Oct. 16, 2009 8:18 P.M. (Updated: Oct. 20, 2009 9:49 A.M.)
Bethlehem - Ma'an/Agencies - As many as 150 people demonstrated at an American university in Chicago on Thursday for inviting former Israeli Prime Minister Ehud Olmert to the campus, according to US news reports.

The Chicago Tribune reported that 12 police officers observed protesters nearby waving Palestinian flags and holding signs condemning Olmert for his role in two infamous military assaults on Lebanon in 2006 and Gaza in 2008-9, which left thousands dead.

"This is a one-sided conversation," Aya Odeh, 19, told the newspaper. "I don't mind listening to what he has to say, but if all he has to say is that we're wicked people, I refuse to listen to that."

The visit came a day before the UN Human Rights Council voted to endorse a damning investigation that found evidence Israel's military committed war crimes during the winter assault on Gaza. The operation was authorized by Olmert, who resigned in February amid corruption allegations.

The newspaper said demonstrators were drawn predominantly from a coalition of Palestinian and Muslim organizations who rejected the University of Chicago's decision to allow Olmert to deliver a speech on campus.

Students told the Tribune that the university should have given equal time to a Palestinian speaker, while another called Olmert a murderer. At least 25 students were removed from the auditorium where the former prime minister spoke, and one was reportedly arrested.

The University of Chicago defended its invitation on free speech grounds, saying its campus had hosted speakers of diverse opinions in the past.

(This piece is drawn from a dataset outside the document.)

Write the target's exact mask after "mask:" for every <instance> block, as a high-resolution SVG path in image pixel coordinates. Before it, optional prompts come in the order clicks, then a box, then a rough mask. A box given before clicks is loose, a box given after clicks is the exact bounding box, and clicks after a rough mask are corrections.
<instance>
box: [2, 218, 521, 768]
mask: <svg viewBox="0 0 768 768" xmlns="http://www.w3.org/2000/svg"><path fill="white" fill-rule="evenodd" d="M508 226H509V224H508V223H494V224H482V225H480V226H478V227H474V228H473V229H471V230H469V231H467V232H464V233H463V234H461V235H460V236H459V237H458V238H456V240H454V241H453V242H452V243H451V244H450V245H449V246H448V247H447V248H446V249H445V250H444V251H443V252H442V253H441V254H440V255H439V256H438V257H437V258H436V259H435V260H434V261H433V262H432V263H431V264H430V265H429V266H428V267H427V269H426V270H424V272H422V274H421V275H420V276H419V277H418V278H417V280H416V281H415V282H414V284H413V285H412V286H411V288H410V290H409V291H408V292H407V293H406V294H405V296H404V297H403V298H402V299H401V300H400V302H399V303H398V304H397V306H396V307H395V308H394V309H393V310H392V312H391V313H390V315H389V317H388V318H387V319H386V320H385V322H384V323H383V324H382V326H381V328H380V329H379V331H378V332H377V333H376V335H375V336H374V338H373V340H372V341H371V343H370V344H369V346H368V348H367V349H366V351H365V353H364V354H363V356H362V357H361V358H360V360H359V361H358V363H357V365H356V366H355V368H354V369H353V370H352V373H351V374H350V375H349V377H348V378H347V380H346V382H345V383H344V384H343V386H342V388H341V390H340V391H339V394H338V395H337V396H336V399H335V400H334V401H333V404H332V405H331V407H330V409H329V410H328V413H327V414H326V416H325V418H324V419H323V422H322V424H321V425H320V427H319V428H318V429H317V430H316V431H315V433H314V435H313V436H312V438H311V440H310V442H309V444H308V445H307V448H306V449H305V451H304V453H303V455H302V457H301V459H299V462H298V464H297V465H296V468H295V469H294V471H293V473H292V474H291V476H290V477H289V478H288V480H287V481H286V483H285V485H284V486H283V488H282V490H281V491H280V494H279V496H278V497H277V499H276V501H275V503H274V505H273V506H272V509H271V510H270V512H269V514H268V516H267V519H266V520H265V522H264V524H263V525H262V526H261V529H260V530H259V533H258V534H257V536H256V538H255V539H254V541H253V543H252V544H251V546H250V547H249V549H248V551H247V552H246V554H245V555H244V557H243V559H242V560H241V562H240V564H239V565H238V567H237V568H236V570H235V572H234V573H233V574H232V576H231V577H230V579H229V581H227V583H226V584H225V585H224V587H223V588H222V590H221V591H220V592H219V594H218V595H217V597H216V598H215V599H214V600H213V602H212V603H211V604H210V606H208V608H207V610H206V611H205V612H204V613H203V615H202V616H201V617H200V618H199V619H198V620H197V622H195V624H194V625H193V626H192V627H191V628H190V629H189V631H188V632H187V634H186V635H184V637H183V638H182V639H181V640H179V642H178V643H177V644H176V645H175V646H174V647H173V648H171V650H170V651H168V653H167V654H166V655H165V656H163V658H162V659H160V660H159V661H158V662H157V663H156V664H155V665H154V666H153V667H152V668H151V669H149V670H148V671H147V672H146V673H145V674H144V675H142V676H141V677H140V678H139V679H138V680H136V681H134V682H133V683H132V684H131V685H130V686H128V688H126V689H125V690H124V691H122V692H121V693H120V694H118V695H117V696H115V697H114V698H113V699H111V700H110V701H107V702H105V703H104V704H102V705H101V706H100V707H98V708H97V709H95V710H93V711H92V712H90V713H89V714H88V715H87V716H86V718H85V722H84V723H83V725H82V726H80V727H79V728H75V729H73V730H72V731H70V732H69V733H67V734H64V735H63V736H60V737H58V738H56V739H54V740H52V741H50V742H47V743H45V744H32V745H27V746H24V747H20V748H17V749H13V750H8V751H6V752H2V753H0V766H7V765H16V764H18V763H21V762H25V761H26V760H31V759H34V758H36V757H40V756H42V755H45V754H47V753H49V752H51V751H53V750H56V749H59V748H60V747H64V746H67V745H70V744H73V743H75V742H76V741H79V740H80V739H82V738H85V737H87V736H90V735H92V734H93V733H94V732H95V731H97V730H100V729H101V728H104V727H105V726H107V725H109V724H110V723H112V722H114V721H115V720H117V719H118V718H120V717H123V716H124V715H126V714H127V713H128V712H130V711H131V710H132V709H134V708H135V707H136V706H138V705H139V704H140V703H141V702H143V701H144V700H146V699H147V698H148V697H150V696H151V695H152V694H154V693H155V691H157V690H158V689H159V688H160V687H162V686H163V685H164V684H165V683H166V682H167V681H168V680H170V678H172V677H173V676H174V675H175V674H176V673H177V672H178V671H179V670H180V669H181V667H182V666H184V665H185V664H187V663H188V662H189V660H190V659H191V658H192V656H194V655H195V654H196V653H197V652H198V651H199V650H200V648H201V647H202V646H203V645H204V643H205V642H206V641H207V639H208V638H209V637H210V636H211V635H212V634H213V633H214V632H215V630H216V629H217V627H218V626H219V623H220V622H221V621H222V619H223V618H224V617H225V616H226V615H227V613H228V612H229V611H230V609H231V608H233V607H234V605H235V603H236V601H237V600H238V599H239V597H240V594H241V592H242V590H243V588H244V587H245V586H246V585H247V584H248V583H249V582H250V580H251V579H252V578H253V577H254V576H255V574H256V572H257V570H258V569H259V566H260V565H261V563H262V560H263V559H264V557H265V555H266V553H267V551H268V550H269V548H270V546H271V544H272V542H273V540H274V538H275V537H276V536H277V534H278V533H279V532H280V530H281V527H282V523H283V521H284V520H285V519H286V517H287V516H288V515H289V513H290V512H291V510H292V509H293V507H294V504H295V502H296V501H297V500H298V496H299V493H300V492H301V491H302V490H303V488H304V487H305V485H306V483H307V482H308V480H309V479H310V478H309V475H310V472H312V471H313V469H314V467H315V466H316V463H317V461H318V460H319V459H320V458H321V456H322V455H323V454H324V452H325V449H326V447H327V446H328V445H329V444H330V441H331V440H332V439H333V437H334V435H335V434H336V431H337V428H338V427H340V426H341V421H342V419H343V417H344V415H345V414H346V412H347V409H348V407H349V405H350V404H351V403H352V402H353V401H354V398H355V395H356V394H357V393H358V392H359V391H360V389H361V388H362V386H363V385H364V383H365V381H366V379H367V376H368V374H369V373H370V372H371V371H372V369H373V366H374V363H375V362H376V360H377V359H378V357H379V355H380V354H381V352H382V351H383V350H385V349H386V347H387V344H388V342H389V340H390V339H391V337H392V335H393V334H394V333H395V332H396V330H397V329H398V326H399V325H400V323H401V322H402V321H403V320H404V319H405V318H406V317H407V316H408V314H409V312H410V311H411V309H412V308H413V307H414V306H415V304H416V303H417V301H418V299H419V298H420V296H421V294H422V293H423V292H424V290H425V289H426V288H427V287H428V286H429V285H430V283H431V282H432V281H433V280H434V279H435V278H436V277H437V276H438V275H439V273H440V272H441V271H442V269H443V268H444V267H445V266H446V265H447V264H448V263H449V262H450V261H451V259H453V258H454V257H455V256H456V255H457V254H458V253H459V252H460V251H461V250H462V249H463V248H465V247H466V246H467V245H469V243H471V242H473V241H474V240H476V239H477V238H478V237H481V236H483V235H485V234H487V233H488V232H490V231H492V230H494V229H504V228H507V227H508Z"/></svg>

"We are dedicated to fostering a wide-ranging exchange of views on issues of importance to society, and the appearance by former Prime Minister Ehud Olmert is part of that dialogue," university spokesman Jeremy Manier was quoted as saying in a statement.

About six pro-Israel activists voiced support for the prime minister, while others honked car horns and yelled epithets at the anti-Olmert protesters, according to the newspaper.